Já sei, vai dizer que são escalas completamente diferentes e que a China é um país bastante mais heterogéneo. Mas também o são países como a India ou a Indonésia (segundo e quarto mais populosos do mundo)! E não conseguem funcionar também com o seu modelo de democracia?

Esta lógica de que os chineses não estão preparados para a eleger livremente os seus líderes é como uma pescadinha de rabo na boca, um ciclo vicioso que acaba por ser um contrasenso.

Não estão preparados e portanto não é ainda altura de iniciar um processo democrático. E como não se inicia o processo, eles continuam a não estar preparados, e por aí adiante...

A verdade é que em pleno século XXI, a China é a única potência mundial que ainda mantem um regime autoritário. Ora, isto é como uma panela de pressão, onde as eleições de 4 em 4 anos são como a válvula de escape das frustações da sociedade. Na China não existe essa válvula... Com o abrandamento da economia, vamos ver quanto tempo isso vai durar.


Podia simplesmente remeter para  a leitura do artigo em causa para que ficasse demonstrada a falácia deste comentário que desdiz por desdizer, mas assim divirto-me mais, por isso cá vai.

Começo a pensar que devia mandar o rigor à fava, e para este artigo em vez de 2189 palavras bastavam menos de 20 para este camarada entender exactamente a mesma coisa: "O regime chinês é tipo, duhh, mas também os democratas, hello! E o quê, os chineses a votar? LOOL!". Já sei, "sou arrogante", mas antes isso que desonesto - agora tomar os outros por atrasadinhos mentais é alguma carreira com muita saída, é isso? Pergunta mais descabida; é não só uma opção convidativa de um emprego bem remunerado, como ainda parece que há pessoas que nasceram com um dom natural para a coisa.

Ora bem, "e os chineses de Taiwan?", pergunta o leitor, como quem dá a entender daquela passagem que reproduziu de forma completamente descontextualizada de que não fiz qualquer menção à ilha nacionalista. Espera lá, "ilha nacionalista"? Cinco mil anos? Para bom entendedor, meia palavra basta, portanto peço aos bons entendedores um favor: que façam um desenho aqui a esta alminha confusa? E ainda bem que vai buscar o exemplo de Taiwan, que aproveito para cruzar com o exemplo de Macau, que caso não saiba, também realiza eleições directas e com o sufrágio universal e tudo, ena!
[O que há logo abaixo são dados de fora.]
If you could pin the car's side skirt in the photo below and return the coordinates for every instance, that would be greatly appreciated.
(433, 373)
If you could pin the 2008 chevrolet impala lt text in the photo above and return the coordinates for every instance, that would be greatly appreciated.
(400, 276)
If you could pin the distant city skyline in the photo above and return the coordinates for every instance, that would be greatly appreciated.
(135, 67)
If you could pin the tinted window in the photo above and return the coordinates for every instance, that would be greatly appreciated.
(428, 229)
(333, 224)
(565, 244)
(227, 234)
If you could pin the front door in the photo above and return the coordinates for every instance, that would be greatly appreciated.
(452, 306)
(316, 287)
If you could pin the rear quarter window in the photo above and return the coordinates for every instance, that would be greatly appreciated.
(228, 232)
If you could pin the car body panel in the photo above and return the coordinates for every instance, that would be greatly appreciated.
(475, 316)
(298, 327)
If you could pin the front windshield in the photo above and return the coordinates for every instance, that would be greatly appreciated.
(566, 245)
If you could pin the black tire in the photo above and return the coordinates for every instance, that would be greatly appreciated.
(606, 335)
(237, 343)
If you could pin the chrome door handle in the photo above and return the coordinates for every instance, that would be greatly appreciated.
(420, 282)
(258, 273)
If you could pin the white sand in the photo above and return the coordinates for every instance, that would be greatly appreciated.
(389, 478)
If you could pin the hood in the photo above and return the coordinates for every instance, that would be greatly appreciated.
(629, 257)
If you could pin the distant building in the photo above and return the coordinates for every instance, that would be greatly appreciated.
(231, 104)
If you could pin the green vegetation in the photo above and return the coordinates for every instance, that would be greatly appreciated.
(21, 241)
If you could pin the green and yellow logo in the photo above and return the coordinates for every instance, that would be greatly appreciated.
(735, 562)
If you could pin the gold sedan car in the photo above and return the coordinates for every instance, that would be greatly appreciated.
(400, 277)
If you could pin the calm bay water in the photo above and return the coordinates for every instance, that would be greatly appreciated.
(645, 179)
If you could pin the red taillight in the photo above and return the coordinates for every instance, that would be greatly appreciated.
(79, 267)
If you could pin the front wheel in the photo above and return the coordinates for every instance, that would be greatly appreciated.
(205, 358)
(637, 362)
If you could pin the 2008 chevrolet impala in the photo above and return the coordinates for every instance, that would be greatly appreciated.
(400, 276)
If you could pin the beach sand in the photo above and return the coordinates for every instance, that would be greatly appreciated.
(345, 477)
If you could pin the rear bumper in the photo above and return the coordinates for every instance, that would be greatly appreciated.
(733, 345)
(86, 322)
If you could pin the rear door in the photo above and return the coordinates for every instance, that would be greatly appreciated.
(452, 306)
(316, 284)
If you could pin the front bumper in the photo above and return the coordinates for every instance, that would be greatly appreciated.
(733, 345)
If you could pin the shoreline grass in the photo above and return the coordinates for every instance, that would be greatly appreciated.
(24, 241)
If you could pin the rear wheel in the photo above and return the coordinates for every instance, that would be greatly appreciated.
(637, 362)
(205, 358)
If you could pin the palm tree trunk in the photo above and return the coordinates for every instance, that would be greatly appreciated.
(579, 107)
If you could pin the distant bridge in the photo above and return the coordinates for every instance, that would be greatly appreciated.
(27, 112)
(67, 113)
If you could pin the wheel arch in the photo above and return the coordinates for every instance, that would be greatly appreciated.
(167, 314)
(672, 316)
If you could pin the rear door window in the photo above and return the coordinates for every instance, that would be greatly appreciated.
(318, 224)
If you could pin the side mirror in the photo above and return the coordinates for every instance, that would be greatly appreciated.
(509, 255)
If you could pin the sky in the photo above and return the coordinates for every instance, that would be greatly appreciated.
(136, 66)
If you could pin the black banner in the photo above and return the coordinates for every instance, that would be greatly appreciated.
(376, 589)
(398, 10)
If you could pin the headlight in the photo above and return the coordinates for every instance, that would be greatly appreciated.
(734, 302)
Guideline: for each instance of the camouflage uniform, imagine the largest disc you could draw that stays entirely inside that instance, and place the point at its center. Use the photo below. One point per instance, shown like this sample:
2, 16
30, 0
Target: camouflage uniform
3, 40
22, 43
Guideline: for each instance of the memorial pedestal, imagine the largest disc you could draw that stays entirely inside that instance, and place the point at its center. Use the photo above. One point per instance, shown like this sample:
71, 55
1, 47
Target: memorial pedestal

Acontece então que a "cultura democrática" dos chineses de Taiwan, com um tradição que remonta ao longínquo ano de 1996, como você refere e tudo, é tão exemplar, que os candidatos casineiros e outros para os quais isto de eleições é "uma formalidade chata", contratam da ilha "especialistas" em "métodos democráticos" de modo a que a população "vote em consciência"...neles.  Ainda bem que Macau é o que é, e além da exiguidade há ainda o facto das tais eleições decidirem apenas alguns lugares no órgão legislativo, que nem a metade chegam, senão íamos ter "lições de democracia" como aquela que Chen Shui-bian demonstrou na perfeição, a do "candidato mártir". Se estou a dizer que ele se sujeitou voluntariamente a levar um tiro? Sim, e sabe-me dizer quem é que tinha interesse em que ele morresse, e assim não pudesse continuar a "distribuição da fruta"? Um "amante da democracia", se calhar, não?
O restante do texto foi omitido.